Now. As those who've been reading this blog know, I was raised in the Mormon church. I don't believe in it anymore, of course, but I was a faithful Mormon for more than thirty years (if you count my early childhood when I didn't really understand anything about it). And...even though I don't believe in it anymore, or rather I've accepted that I never really had any reason to believe in it in the first place, and even though on at least one level I've come to terms with that, thirty-odd years of indoctrination leaves marks that don't come off easily. At some levels, there's still a lot of deprogramming to be done.
One of the things that I was raised to believe, of course, is that if you really want something, you should pray to God for help.
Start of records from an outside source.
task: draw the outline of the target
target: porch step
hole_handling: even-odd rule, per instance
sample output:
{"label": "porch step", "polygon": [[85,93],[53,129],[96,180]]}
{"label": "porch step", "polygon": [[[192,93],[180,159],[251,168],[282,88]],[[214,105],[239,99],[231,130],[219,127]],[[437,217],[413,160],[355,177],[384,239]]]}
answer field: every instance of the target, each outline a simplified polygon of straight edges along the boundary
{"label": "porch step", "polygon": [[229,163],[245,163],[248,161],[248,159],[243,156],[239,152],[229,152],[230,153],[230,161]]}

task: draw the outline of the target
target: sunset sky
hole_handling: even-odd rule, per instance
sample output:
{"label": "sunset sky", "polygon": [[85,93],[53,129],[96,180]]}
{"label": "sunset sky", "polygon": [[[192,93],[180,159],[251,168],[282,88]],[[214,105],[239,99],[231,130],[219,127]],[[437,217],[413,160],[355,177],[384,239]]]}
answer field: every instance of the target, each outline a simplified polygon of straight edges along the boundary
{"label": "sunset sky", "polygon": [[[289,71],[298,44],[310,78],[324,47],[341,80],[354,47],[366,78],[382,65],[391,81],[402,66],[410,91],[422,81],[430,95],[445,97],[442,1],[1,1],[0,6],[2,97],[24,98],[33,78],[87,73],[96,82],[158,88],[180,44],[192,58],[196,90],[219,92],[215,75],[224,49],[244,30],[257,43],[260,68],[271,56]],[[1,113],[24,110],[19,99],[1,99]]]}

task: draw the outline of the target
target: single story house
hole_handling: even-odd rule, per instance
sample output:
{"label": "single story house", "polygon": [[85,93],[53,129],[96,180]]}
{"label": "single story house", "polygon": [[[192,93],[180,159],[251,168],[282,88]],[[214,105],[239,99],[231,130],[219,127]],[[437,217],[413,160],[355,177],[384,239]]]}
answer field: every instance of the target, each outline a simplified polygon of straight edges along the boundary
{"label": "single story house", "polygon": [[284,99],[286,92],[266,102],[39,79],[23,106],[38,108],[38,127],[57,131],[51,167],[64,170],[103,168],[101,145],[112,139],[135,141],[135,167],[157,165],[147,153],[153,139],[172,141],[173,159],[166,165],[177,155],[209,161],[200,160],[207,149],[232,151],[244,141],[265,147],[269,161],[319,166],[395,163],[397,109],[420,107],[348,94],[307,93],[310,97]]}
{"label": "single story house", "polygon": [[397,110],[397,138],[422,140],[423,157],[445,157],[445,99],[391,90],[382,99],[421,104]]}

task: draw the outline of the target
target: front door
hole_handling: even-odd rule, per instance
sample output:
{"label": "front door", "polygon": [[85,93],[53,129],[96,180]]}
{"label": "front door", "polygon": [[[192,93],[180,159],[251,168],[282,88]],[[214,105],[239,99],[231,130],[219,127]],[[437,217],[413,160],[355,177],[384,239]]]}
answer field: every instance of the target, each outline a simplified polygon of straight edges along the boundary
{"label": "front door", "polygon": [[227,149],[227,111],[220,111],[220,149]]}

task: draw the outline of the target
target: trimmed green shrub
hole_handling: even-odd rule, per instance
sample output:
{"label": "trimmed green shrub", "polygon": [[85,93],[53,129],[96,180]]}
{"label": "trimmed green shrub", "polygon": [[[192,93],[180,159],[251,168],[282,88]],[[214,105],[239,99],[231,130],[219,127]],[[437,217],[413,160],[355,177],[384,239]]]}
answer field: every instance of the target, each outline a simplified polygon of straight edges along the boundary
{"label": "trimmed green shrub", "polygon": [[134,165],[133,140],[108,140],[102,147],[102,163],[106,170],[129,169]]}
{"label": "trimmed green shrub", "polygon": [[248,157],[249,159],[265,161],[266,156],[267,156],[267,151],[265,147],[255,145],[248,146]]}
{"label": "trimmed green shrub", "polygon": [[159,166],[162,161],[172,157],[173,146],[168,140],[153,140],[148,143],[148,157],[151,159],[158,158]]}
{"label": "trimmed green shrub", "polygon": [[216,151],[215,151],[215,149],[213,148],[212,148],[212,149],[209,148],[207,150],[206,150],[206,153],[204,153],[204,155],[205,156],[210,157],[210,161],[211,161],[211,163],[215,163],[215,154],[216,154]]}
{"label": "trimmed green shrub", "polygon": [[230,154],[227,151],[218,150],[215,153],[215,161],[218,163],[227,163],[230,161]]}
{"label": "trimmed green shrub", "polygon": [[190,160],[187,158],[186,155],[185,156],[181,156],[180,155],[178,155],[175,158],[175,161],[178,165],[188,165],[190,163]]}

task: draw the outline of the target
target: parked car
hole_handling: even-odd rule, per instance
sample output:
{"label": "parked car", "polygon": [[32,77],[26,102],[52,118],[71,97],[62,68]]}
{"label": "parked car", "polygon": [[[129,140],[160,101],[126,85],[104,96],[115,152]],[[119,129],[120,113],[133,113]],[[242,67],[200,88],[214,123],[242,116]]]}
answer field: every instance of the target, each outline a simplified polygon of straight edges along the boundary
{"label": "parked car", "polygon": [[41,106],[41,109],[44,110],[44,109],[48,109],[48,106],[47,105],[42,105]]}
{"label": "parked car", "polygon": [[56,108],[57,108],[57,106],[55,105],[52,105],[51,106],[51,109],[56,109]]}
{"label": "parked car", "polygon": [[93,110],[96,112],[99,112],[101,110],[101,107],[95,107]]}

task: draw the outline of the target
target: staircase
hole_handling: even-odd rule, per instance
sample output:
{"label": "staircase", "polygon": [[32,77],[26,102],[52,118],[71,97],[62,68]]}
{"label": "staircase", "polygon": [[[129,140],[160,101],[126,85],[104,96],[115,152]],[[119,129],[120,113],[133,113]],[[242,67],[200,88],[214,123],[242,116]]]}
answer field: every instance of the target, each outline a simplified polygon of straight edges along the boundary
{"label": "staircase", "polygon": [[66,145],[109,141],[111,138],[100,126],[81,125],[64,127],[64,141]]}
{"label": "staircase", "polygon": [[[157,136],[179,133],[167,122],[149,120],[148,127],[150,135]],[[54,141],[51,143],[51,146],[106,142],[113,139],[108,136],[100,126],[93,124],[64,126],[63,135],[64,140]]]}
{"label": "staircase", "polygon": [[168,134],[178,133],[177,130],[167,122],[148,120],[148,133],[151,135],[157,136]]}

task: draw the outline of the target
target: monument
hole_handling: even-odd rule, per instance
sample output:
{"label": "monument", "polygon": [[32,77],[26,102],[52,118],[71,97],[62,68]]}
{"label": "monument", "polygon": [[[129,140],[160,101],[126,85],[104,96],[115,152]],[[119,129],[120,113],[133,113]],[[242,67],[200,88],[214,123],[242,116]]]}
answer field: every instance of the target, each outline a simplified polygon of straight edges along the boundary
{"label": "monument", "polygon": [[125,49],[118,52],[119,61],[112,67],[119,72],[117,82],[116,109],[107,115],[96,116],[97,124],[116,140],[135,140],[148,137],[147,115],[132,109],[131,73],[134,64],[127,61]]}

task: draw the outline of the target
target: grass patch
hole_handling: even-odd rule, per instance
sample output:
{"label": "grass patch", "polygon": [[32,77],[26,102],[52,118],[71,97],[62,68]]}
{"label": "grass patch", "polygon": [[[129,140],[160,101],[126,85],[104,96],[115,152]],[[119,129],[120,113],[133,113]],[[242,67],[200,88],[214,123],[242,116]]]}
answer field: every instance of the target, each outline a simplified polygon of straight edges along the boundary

And somewhere in the back of my mind, in the areas that haven't fully overcome the religious brainwashing yet, part of me wanted to pray that I'd get this part.
With only a little dramatic license, I can cast my thought processes in terms of an argument with myself:
You really want this part. You ought to pray about it.
I'm not going to pray about it. I don't believe in prayer anymore.
Still, you feel like you ought to be doing something about it, right? Go ahead. Pray about it.
That wouldn't be doing anything effective. I'm not going to pray about it. I don't believe in God.
Okay, sure, you don't believe in God, but...why not pray about it, just in case? Sure, you may not believe it'll help, but it can't hurt, right?
I'm not going to pray about it "just in case". I don't believe in God. I have no reason to believe prayer can accomplish anything.
But even if God doesn't exist, prayer isn't going to hurt anything.
It's the principle of the thing. I have to try to get over old habits like that, and I don't need to feel like I'm doing something useful when I'm not. I'm not going to pray about it.
So, despite a bit of an inner struggle with my old self, I stuck to my guns and didn't pray about it.
I got the part.
I'm not saying this proves anything, of course. But I thought it might be worth mentioning.